Belonging to the so-called generation of '27, a group of writers who faced the European avant-gardes with excellent results, so much so that the first half of the twentieth century is defined as the Edad de Plata of Spanish literature. García Lorca was shot by militants of the CEDA political movement at dawn on August 19, 1936 for being leftist, homosexual and Freemason, and thrown in an unnamed tomb in Fuentegrande de Alfacar near Víznar, near Granada.


Alonso Cano

He was a Spanish sculptor, architect and painter, one of the greatest Spanish artists of the seventeenth century

He trained as a sculptor and architect in the workshop of his father, Miguel Cano, builder of large altarpieces, and in that of Juan Martínez Montañés; from 1616 he worked in Francisco Pacheco's workshop in Seville, where he learned the art of painting and was a co-pupil of Diego Velázquez.
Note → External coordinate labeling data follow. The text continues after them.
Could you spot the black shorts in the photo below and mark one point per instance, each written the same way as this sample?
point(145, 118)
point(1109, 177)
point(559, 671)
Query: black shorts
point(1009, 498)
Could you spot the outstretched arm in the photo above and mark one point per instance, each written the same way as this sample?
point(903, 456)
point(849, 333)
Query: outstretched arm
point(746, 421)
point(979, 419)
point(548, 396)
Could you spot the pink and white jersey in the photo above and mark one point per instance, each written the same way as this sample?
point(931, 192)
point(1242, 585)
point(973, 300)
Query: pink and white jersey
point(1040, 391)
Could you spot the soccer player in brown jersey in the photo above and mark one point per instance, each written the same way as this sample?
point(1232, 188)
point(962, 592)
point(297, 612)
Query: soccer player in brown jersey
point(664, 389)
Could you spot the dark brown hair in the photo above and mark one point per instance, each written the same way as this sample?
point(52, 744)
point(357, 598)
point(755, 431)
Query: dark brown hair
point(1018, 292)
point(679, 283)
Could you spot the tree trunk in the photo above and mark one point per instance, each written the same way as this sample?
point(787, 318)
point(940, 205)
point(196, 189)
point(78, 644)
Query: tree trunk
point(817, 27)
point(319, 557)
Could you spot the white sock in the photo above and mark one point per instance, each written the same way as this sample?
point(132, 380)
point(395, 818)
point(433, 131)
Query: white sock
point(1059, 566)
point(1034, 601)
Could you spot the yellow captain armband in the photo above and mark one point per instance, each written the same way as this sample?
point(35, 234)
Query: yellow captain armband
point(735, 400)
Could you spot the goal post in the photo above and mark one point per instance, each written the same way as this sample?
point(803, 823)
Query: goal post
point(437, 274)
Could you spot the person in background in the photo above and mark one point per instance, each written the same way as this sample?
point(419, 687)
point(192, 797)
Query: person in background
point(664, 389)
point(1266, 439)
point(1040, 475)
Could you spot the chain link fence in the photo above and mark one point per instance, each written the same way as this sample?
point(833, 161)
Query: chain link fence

He left Seville in 1638 and, reported by Velázquez, was called to the court of Madrid, where he was active in the pictorial decoration of the royal factories. Accused, in 1644, of killing his own wife, he took refuge in Valencia and became a friar. After obtaining the protection of Philip IV, he returned to Madrid and assumed the post of superintendent of the Cathedral of Granada.

He designed the triumphal arch to celebrate the entry into Madrid of Maria Anna of Austria, wife of Philip IV, and from 1650 he was the architect of the Cathedral of Toledo. As an architect he introduced in Spain the exuberant style of Portuguese derivation called churrigueresco and unlike many of his contemporaries, he did not blindly follow the dictates of the Baroque, but respected, in many cases, the Italian Renaissance schemes.


In 1652, thanks to Philip IV, he obtained the appointment as canon of the Cathedral of Granada, his hometown, where he spent the last years of his life: he died between 3 and 5 October 1667.